Fatty acids and prostate cancer cells and increase tumour growth
Hematoxylin and eosin stain (H&E) image showing adipocytes (white oval shapes; which store vast amounts of fatty acids) in close contact with prostate cancer. Image credit: Renea Taylor and Matthew Watt

An international multidisciplinary study initiated by Melbourne scientists has shown a link between prostate cancer and the uptake of fatty acids by cancer cells. The findings point to a possible therapeutic target for this common cancer.

Prostate cancer is the second most diagnosed cancer in men, accounting for 15 per cent of male cancer diagnoses and 8 per cent of all cancer cases. More than 17 700 estimated new cases were diagnosed in 2018 in Australia.

Monash Biomedicine Discovery Institute (BDI) Deputy Director of Cancer Program Renea Taylor and University of Melbourne Physiology Department Head Matthew Watt co-led a research program investigating cancer metabolism, looking for fuel sources for particular cancers, and identified fatty acids as an important source for prostate tumours.

Associate Professor Taylor said: “There is a strong link between obesity, diet and poor outcomes in men who develop prostate cancer. In particular, those men who consume more saturated fatty acids seem to have more aggressive cancer.”

The researchers found that fatty acids are taken up into prostate cancer cells and increase tumour growth. They then blocked the uptake of fatty acid by genetically deleting the key fatty acid transporter and showed that they could slow the cancer’s development.

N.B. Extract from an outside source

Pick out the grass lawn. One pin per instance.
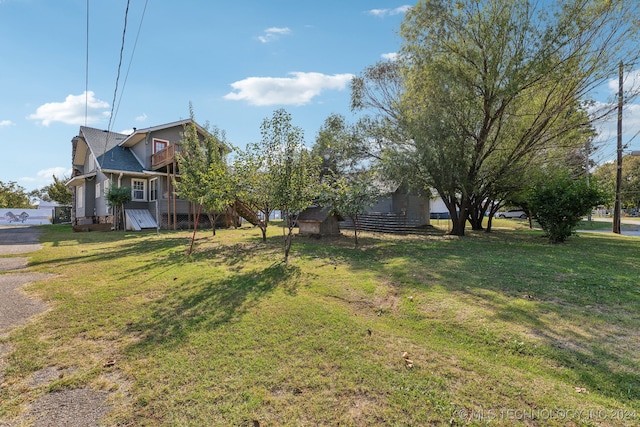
(502, 328)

The key to the discovery was the combination of Professor Watt’s world-class expertise as a metabolic researcher with Associate Professor Taylor’s strong record as a cancer biologist and their use of human tissue samples of prostate cancer.

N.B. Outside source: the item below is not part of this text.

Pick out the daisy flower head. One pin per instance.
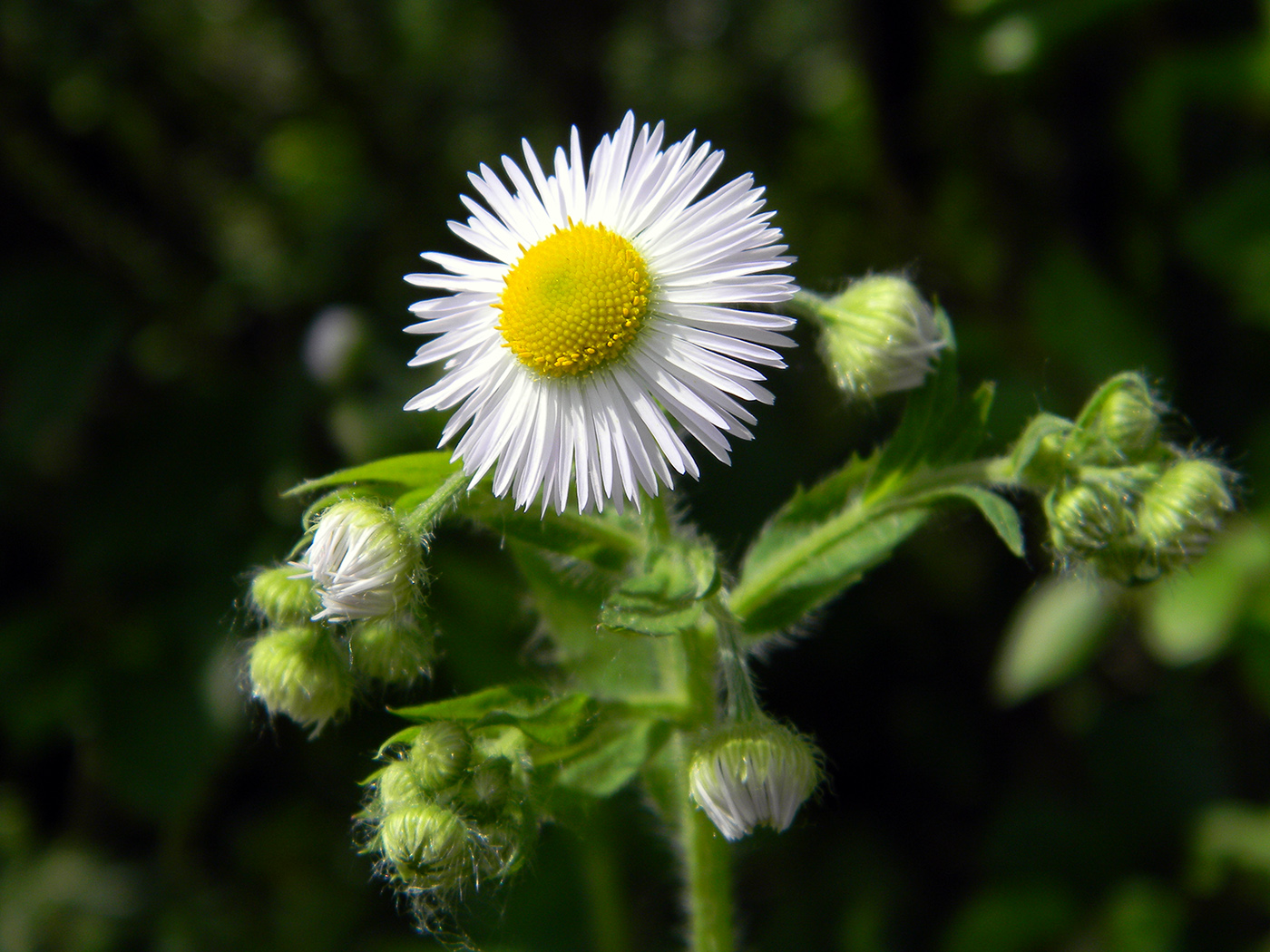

Professor Watt said: “We’ve known for many years that dysfunctional fatty acid metabolism is linked to many chronic diseases. Applying this knowledge to cancer, and providing the evidence to develop a therapy to treat a disease that impacts so many men is deeply satisfying.”

He said the major clinical challenge in the field was to prevent progression to aggressive disease.

Associate Professor Taylor said: “Our whole concept is about giving more appropriate treatment earlier to stop men getting to the late or advanced stage. Our studies showed that blocking fatty acid transport is one way to do this.”

The research was funded by Prostate Cancer Foundation of Australia, the Diabetes Australia Research Trust and the Cancer Council Victoria.  Read the full paper in Science Translational Medicine titled Suppressing Fatty Acid Uptake has therapeutic effects in mouse models of prostate cancer.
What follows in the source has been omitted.